La Nativité de Notre-Seigneur Jésus-Christ. 

Nous n'avons ni feu ni lieu. 
Donnez-nous la part à Dieu. 
Vieille chanson. 

La bonne dame et le noble sire de Chateauvieux rompaient le pain du 
soir, Monsieur l'aumônier bénissant la table, quand se fit entendre un 
bruit de sabots à la porte.
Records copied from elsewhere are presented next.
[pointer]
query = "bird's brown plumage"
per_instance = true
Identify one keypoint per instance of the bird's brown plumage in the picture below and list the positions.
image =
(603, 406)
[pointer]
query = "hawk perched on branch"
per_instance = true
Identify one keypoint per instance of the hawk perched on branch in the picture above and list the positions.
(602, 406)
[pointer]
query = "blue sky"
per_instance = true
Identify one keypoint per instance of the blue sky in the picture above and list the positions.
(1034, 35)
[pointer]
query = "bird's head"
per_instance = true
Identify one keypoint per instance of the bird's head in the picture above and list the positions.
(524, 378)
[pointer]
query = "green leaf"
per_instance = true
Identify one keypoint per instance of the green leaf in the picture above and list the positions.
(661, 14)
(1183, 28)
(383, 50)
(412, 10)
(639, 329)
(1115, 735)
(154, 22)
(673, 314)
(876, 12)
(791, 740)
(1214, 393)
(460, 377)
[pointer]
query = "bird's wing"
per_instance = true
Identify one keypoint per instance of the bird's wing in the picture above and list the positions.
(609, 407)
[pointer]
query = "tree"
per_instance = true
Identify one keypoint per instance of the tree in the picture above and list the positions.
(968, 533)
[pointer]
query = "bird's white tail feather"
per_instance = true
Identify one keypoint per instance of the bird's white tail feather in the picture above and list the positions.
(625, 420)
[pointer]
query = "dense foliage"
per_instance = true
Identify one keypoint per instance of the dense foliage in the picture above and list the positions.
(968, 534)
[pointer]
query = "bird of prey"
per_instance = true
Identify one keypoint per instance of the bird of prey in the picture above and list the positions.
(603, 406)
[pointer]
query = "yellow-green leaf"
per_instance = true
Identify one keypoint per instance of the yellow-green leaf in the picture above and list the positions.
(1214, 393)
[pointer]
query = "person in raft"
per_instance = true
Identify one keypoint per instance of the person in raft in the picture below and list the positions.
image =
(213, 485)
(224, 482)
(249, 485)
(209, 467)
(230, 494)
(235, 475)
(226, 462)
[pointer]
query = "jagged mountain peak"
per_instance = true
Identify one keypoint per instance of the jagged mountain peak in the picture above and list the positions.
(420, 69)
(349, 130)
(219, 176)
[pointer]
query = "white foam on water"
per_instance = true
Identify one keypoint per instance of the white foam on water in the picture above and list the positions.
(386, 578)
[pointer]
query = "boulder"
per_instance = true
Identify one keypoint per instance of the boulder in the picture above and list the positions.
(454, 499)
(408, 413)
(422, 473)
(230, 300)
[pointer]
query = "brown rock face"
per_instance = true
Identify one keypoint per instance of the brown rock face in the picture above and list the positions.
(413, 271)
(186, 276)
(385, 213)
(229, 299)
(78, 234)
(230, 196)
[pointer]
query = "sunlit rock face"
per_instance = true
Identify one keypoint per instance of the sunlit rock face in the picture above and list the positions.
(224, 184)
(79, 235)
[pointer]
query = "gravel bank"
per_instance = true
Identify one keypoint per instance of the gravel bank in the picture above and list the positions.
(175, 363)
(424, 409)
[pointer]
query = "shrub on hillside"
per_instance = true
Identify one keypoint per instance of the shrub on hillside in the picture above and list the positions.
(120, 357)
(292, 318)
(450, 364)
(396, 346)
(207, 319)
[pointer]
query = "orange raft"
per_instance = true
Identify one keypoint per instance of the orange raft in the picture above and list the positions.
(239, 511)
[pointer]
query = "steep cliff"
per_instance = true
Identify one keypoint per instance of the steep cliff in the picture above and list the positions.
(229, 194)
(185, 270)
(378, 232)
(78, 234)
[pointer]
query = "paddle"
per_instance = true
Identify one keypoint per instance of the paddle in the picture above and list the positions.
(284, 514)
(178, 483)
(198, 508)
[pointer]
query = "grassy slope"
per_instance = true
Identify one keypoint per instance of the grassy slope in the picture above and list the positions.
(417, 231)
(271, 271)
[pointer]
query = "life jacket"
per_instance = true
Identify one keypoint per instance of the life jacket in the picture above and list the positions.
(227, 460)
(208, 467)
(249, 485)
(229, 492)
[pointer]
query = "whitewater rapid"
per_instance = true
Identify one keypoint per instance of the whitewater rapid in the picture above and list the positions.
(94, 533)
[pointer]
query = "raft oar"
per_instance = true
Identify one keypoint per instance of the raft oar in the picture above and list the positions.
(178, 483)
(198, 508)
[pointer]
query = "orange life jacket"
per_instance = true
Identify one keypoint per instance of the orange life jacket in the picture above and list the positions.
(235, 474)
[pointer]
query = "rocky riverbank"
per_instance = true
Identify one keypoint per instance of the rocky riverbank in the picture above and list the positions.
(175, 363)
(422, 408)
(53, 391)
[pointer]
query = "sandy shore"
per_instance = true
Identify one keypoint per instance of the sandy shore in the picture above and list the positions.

C'étaient de petits enfants qui chantèrent 
un noël. 


- « Bonne dame de Chateauvieux, hâtez-vous, la foule s'achemine à 
l'église; hâtez-vous, de peur que le cierge qui brûle sur votre 
prie-Dieu, dans la chapelle des Anges, ne s'éteigne en étoilant de ses 
gouttes de cire les heures de vélin et le carreau de velours! - voici 
la première volée des cloches pour la messe de minuit! 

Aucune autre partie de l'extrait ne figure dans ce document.